— Тебе что, в самом деле память отшибло? — спросил
он.
— Ну, типа, — пожал плечами я.
Гришаня вдруг откинулся на подушку и уставился в потолок.
— Ну, чего замолчал? — спросил я.
— То-то я думаю, ты смелый такой стал, — фыркнул он. —
Подрались мы. Если можно так сказать.
— Говори как есть, — потребовал я.
— Сам вспоминай, — буркнул он. — Я тебе не
справочная.
Ну и хрен с тобой, золотая рыбка, не больно-то ты мне интересен.
Я растянулся на кровати, тоже уставился в потолок и начал
размышлять об этих выкрутасах судьбы. Картина вырисовывалась совсем
не радужная. Попадос конкретный, я теперь в теле дрища, неизвестно
где и неизвестно когда. Вид из окна никаких ответов тоже не давал,
за грязноватым стеклом виднелся небольшой скверик, позади которого
можно было заметить одноэтажные домики частного сектора.
Что ещё хуже, так это то, что мой реципиент явно не самый
уважаемый человек в своём окружении. Где-то ближе к аутсайдерам,
нежели к лидерам мнений. Вот это будет не так-то просто переломить
и изменить. Будут ставить на место, причём жёстко.
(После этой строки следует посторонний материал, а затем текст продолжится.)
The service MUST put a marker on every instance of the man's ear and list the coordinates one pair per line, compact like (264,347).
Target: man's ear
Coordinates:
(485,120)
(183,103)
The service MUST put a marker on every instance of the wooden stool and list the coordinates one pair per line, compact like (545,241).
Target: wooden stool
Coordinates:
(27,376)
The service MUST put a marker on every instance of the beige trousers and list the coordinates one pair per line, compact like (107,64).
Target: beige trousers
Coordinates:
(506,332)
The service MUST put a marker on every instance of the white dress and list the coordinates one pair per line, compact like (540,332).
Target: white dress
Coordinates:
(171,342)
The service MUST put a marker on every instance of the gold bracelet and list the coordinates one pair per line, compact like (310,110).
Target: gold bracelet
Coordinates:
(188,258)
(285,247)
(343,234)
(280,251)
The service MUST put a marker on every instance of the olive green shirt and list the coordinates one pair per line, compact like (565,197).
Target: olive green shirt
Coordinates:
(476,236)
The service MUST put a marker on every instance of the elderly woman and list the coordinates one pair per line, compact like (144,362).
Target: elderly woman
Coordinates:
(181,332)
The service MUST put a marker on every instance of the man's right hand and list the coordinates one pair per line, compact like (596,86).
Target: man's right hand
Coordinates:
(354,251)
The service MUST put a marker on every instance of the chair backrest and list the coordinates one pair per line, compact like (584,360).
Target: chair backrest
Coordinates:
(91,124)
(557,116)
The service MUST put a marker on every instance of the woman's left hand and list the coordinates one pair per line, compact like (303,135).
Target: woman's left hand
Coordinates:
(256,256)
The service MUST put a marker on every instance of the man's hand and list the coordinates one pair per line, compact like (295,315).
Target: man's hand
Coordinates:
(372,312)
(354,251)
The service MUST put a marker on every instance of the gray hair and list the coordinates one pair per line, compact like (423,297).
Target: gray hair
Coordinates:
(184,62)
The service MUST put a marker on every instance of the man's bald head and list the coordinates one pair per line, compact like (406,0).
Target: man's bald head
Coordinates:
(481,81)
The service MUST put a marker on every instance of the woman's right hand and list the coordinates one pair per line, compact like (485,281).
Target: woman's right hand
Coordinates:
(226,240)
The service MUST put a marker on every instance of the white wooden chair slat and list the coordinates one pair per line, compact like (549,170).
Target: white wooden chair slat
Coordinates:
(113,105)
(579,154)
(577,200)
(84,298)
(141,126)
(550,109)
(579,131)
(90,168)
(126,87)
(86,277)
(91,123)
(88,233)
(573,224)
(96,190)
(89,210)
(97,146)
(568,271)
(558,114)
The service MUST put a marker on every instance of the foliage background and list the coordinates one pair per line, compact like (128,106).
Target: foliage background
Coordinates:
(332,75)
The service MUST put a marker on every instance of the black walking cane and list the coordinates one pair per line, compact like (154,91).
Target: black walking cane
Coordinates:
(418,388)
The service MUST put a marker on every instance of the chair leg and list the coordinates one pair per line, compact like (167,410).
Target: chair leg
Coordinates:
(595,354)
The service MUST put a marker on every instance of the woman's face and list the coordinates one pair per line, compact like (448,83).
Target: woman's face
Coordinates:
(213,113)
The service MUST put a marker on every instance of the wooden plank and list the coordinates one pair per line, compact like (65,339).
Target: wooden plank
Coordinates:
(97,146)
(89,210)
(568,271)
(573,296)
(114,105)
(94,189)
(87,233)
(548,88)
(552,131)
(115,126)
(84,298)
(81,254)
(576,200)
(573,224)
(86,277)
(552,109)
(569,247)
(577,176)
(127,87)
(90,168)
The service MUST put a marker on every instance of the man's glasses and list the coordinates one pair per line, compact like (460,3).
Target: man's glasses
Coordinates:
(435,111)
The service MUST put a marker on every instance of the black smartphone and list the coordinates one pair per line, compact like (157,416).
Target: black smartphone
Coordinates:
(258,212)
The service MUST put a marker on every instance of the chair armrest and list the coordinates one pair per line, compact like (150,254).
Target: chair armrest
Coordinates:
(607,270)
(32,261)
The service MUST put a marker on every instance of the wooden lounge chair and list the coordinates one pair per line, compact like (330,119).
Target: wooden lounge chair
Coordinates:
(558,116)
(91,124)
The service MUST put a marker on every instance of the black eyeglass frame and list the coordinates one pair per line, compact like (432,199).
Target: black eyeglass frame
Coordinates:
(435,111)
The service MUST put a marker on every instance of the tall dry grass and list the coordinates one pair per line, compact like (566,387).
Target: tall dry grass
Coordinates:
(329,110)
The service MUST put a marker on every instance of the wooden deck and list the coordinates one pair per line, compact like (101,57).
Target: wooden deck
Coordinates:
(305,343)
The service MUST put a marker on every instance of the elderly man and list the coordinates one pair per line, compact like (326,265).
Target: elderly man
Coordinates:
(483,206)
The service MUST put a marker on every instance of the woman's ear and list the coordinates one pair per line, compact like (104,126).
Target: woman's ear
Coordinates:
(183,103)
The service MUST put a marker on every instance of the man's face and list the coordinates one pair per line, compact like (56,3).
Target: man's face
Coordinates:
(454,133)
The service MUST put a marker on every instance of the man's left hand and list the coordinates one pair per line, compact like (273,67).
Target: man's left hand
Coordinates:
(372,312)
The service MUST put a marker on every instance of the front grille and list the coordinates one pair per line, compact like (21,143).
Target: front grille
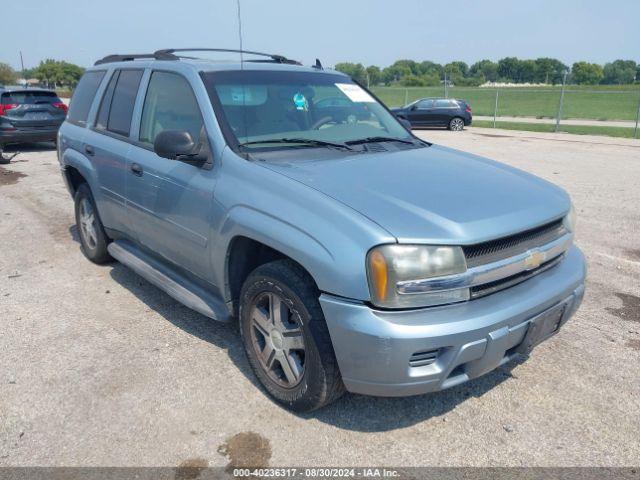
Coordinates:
(501,248)
(420,359)
(492,287)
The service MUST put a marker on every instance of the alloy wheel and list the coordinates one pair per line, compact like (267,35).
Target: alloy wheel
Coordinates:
(88,227)
(457,124)
(277,339)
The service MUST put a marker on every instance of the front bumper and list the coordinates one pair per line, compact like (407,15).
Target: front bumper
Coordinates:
(28,135)
(374,348)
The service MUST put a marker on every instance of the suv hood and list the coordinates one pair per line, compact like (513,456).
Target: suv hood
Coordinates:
(433,194)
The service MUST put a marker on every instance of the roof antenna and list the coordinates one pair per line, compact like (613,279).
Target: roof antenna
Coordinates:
(240,35)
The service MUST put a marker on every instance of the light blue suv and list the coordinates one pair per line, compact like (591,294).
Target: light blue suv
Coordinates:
(352,254)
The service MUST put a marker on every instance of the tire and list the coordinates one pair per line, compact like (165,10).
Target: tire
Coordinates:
(298,368)
(456,124)
(93,239)
(3,160)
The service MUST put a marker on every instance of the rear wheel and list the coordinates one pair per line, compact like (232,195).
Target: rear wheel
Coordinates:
(456,124)
(93,239)
(286,337)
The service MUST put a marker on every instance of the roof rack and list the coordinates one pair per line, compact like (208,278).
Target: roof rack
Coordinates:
(169,54)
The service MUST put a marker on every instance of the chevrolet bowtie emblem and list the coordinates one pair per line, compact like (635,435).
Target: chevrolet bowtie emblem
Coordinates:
(534,259)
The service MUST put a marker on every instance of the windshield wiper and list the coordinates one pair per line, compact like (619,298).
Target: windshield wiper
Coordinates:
(305,141)
(378,139)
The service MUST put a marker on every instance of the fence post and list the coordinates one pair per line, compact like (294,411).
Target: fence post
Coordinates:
(635,130)
(495,111)
(564,82)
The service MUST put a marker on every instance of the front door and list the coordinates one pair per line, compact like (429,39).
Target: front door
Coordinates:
(422,113)
(169,201)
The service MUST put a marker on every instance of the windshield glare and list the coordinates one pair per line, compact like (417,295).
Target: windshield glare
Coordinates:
(269,105)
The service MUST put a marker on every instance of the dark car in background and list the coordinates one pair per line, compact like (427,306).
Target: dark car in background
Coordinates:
(436,112)
(29,115)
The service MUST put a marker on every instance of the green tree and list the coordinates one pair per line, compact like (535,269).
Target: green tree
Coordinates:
(57,73)
(620,72)
(394,73)
(7,74)
(509,69)
(374,75)
(549,70)
(430,68)
(584,73)
(354,70)
(486,68)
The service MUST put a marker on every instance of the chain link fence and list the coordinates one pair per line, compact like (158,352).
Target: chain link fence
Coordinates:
(618,107)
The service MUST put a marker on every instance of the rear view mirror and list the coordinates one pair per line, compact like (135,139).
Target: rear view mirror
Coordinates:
(405,123)
(174,145)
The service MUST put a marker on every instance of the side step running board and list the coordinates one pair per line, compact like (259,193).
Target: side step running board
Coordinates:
(178,287)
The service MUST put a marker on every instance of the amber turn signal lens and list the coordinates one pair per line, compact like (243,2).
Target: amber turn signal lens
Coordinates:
(379,274)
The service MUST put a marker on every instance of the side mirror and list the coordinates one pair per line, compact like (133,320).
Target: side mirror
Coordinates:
(175,145)
(405,123)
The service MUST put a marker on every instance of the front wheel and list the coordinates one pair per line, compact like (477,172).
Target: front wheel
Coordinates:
(286,337)
(92,236)
(456,124)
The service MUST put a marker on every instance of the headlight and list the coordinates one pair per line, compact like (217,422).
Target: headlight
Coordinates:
(569,221)
(387,265)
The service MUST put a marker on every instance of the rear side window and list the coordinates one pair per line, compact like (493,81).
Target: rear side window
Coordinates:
(83,97)
(105,105)
(169,105)
(29,98)
(425,104)
(122,101)
(443,104)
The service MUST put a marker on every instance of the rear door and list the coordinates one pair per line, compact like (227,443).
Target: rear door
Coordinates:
(443,111)
(108,145)
(422,113)
(33,109)
(169,202)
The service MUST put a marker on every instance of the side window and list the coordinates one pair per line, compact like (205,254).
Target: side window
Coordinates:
(169,105)
(422,104)
(105,105)
(83,97)
(123,99)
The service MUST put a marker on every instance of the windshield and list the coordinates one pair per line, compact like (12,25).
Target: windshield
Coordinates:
(287,106)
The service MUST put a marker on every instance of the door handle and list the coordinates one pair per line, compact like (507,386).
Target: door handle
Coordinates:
(136,169)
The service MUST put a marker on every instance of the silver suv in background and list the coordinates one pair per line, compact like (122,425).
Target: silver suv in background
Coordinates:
(29,115)
(352,254)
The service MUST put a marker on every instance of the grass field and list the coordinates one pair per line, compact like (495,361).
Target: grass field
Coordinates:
(593,102)
(575,129)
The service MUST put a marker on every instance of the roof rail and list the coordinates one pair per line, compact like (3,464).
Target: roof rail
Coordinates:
(274,57)
(169,54)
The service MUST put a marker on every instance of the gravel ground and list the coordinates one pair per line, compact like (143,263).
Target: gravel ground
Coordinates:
(100,368)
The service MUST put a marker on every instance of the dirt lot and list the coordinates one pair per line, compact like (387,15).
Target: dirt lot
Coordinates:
(98,367)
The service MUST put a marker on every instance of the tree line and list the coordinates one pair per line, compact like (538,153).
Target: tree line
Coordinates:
(409,73)
(51,73)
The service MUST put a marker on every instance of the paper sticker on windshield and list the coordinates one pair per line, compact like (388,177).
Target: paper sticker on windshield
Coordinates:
(300,102)
(355,93)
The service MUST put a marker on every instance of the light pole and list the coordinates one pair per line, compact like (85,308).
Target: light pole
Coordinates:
(564,83)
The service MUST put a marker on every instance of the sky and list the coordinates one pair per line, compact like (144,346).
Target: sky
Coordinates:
(373,32)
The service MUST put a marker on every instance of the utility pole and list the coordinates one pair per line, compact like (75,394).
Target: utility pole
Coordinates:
(564,83)
(635,130)
(445,84)
(26,84)
(495,110)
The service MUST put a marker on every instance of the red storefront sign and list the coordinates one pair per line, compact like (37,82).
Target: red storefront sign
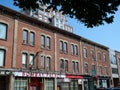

Если я вообще
здесь останусь, конечно, а не уеду в подвалы спецслужб, где меня
будут разбирать на винтики любопытные люди в белых халатах.
Я начал перебирать в памяти всё, что может мне пригодиться из
будущего, но вряд ли тексты песен «Ярила», «Сатанинской Оргии» или
«Мясницкого Крюка» пригодятся в… Стоп, а куда я попал-то
вообще?
— Слышь, Гришаня… Год-то хоть сейчас какой? — спросил
я.
— Настолько ты башку отбил? — хмыкнул он. — Восемьдесят
третий. Э-э-э… Третье сентября.
День, когда горят костры рябин, блин. Что я знаю о восемьдесят
третьем годе? Совок совком. Брежнев умер, чекист Андропов греет
кресло для Черненко, который тоже фактически одной ногой в могиле.
Гонка на лафетах. Гайки закручены так, что резьба трещит, а до
горбачёвской перестройки ещё несколько лет.
Всё, что я умею делать — играть музыку. Вот только моя
музыка тут по факту запрещена, и даже послушать невинные записи
какого-нибудь Black SabbathилиAC/DCможно только с великим трудом. О том, чтобы
выступать на сцене с моим репертуаром — даже говорить нечего.
Засада.
Вот только без музыки мне оставаться надолго нельзя, как пела
Суханкина. Без музыки у меня появляется раздражительность,
ухудшается концентрация, речь, появляется нервный тик, тошнота,
галлюцинации, бредовые идеи, и даже выпадают волосы. Шутка,
конечно, но в каждой шутке есть доля правды.